The message is clear, however: just as science has progressed, so too we as a species have, and are, progressing spiritually. As we progress, we will have less and less time for God and religion, even on a personal level. It is hard not to succumb to this understanding and even Christians are buying into it and reshaping their faith - if it can be called that - accordingly. The result is that religion is not seen as being about finding God and obeying him in this life so that we will live forever with him in the next, but about how we find fulfilment now and work to make this world an ever better place in which to live for the short time we are here.

The Bible’s view of human history, however, is not one of progress, but of decline; of an ever-increasing descent into darkness and ignorance. St Paul wrote: ‘For what can be known about God is plain to them, because God has shown it to them. Ever since the creation of the world his eternal power and divine nature, invisible though they are, have been understood and seen through the things he has made. So they are without excuse ... ' (Romans 1:19-20)

The wonder of the physical world in which we live that science has discovered and revealed to us was meant, St Paul believed, to lead us to seek God.

The incredible irony is that what was meant to lead us to God has only led us to move further from him.

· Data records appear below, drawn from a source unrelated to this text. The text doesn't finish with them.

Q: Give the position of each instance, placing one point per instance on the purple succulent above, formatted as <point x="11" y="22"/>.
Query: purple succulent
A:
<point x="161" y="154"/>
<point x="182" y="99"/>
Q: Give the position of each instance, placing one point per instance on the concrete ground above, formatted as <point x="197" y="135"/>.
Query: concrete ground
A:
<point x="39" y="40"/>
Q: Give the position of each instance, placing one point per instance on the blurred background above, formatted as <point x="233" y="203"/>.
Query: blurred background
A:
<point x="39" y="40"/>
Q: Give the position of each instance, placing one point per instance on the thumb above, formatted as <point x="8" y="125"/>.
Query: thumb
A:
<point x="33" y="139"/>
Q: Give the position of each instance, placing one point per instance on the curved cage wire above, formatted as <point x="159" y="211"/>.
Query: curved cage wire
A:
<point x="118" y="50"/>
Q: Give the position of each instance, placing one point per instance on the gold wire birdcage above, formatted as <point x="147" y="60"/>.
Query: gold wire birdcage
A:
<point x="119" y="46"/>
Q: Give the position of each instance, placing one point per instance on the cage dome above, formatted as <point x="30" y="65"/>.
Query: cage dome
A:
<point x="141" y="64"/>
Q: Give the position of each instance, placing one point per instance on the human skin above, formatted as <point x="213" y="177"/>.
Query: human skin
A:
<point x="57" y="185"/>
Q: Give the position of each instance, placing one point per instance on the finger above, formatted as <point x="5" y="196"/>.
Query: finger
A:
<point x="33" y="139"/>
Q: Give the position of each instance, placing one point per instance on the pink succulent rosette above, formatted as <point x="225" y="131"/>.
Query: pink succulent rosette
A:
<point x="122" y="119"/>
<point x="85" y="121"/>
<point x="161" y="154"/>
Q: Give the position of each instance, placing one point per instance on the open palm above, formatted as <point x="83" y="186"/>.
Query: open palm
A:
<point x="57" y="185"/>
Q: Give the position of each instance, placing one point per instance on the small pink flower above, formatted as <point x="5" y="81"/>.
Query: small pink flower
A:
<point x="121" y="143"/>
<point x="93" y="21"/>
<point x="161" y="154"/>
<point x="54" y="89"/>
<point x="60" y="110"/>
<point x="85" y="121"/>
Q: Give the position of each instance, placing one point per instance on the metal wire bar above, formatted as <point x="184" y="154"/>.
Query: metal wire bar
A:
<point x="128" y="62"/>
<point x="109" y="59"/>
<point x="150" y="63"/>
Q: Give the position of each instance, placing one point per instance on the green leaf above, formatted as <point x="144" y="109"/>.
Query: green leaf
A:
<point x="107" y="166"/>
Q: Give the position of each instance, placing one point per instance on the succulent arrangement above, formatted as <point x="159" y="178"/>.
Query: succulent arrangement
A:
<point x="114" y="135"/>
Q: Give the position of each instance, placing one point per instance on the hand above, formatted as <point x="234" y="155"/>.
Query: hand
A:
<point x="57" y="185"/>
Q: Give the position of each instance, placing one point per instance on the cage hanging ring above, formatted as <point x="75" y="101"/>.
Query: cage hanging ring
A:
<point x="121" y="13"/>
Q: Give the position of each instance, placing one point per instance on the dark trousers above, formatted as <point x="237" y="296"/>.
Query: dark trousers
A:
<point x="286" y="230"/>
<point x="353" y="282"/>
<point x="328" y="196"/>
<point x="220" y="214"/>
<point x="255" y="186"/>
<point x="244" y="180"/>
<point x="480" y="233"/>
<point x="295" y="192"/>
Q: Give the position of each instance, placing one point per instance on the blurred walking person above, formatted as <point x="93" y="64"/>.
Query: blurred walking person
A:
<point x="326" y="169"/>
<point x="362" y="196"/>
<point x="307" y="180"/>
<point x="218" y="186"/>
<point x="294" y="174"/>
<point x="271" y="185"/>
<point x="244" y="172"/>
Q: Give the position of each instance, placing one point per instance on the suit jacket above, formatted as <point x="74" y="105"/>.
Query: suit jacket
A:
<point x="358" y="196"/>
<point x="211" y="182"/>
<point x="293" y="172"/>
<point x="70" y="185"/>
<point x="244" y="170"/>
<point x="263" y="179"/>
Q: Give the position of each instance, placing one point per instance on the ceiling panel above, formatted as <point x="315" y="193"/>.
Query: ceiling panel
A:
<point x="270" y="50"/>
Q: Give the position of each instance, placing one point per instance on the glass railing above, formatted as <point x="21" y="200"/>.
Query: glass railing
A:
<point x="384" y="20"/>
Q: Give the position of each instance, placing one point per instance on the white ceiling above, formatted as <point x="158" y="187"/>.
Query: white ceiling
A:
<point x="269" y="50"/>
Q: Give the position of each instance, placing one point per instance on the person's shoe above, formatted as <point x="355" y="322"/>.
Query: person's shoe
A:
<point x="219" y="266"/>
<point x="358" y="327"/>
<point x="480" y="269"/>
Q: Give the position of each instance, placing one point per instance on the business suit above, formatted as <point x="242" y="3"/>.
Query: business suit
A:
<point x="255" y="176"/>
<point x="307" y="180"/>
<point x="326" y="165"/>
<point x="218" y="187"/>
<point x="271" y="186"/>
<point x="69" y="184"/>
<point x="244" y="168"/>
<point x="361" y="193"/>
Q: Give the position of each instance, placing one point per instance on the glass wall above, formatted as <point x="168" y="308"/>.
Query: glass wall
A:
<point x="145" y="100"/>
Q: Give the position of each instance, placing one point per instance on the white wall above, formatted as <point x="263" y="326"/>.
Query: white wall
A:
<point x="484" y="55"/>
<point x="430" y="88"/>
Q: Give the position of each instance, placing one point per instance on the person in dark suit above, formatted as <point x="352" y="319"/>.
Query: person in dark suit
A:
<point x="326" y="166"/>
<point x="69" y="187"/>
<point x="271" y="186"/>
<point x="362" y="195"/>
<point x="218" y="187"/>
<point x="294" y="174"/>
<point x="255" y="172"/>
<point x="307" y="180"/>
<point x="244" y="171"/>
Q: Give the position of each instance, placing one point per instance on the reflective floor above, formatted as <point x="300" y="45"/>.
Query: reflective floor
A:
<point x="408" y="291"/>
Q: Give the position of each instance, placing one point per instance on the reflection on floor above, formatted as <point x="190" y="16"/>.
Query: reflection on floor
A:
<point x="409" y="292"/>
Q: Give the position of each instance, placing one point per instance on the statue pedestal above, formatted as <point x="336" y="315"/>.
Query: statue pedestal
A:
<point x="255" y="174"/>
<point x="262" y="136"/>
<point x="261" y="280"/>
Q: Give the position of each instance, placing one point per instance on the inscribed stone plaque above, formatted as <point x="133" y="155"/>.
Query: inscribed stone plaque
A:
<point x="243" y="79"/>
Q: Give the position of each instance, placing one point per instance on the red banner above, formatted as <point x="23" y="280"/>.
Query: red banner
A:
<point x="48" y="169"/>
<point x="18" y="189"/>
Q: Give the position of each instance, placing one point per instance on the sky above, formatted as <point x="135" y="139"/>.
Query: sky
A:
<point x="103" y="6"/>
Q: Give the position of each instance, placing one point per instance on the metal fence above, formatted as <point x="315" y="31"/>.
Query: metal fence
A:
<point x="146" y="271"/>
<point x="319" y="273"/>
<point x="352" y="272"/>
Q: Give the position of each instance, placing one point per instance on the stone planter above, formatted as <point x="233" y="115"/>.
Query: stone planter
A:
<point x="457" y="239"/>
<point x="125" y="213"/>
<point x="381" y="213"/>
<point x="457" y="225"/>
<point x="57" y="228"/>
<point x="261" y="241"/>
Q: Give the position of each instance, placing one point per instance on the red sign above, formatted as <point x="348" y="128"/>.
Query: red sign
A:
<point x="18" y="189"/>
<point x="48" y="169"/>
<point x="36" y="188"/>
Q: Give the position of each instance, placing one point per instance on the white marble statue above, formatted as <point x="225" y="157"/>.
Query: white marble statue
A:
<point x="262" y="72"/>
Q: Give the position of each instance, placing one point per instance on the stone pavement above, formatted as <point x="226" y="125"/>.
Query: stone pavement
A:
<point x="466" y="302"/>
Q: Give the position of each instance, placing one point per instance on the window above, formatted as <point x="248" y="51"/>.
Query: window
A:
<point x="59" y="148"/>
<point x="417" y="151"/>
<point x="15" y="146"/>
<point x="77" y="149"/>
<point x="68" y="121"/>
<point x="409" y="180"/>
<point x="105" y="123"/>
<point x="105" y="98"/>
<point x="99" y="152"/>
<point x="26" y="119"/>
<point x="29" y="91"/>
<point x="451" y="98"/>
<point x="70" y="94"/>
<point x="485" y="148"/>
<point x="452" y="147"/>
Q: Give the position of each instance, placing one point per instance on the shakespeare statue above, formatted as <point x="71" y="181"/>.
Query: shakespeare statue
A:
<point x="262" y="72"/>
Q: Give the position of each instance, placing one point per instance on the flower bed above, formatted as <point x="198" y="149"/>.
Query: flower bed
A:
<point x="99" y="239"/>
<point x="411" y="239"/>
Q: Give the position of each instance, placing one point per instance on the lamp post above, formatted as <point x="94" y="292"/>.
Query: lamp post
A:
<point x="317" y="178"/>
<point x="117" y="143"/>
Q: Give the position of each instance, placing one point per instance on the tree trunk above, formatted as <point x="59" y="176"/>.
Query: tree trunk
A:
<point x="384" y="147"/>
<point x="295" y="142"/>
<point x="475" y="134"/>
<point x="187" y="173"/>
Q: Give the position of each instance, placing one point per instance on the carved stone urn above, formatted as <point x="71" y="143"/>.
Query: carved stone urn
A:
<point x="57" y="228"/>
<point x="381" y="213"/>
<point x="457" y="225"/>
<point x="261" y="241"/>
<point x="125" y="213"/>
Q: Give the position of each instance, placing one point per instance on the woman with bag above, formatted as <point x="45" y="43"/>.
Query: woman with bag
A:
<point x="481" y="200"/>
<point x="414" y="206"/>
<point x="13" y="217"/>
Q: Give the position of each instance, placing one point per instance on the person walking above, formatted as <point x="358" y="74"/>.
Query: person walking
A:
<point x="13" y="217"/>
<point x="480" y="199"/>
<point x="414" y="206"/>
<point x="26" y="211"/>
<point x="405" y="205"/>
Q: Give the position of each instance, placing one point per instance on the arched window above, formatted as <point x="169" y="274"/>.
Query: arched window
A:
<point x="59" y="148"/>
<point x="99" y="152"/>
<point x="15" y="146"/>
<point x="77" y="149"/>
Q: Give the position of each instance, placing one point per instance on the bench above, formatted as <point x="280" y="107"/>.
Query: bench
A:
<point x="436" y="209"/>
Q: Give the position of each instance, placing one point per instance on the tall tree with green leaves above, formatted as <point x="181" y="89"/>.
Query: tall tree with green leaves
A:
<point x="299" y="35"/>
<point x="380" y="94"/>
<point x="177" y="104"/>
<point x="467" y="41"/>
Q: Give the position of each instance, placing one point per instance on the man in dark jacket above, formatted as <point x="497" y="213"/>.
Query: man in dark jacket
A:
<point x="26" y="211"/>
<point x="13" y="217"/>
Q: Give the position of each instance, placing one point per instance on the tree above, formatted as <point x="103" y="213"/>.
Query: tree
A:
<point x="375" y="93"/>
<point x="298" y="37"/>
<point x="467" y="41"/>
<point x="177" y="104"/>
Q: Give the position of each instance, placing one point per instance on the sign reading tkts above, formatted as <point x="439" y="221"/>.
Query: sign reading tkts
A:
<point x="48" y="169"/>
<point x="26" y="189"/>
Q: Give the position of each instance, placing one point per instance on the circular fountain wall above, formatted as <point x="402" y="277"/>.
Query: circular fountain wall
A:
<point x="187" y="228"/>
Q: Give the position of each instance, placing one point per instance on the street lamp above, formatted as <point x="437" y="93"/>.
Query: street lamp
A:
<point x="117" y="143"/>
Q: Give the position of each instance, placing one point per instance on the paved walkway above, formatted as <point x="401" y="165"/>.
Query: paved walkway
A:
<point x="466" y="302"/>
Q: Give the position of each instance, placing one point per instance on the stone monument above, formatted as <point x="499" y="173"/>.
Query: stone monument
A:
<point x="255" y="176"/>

Rather than being amazed at the vastness and wonder of creation and worshipping the Creator, we have instead become amazed at our own cleverness in observing and describing it all.

The Bible’s message is that our only hope is for us to return to the One who made us. But to do that we need to abandon our pride and belief in ourselves. Until we find God, we will not find ourselves. We may tell ourselves that everything is getting better, that we are progressing well and advancing. The truth, however, is that without God, we are lost. What we all are in need of is not greater knowledge, but the forgiveness that can only come when we turn to Christ in repentance and faith.

But that means that we first need to admit that we are not nearly as clever as we like to think we are.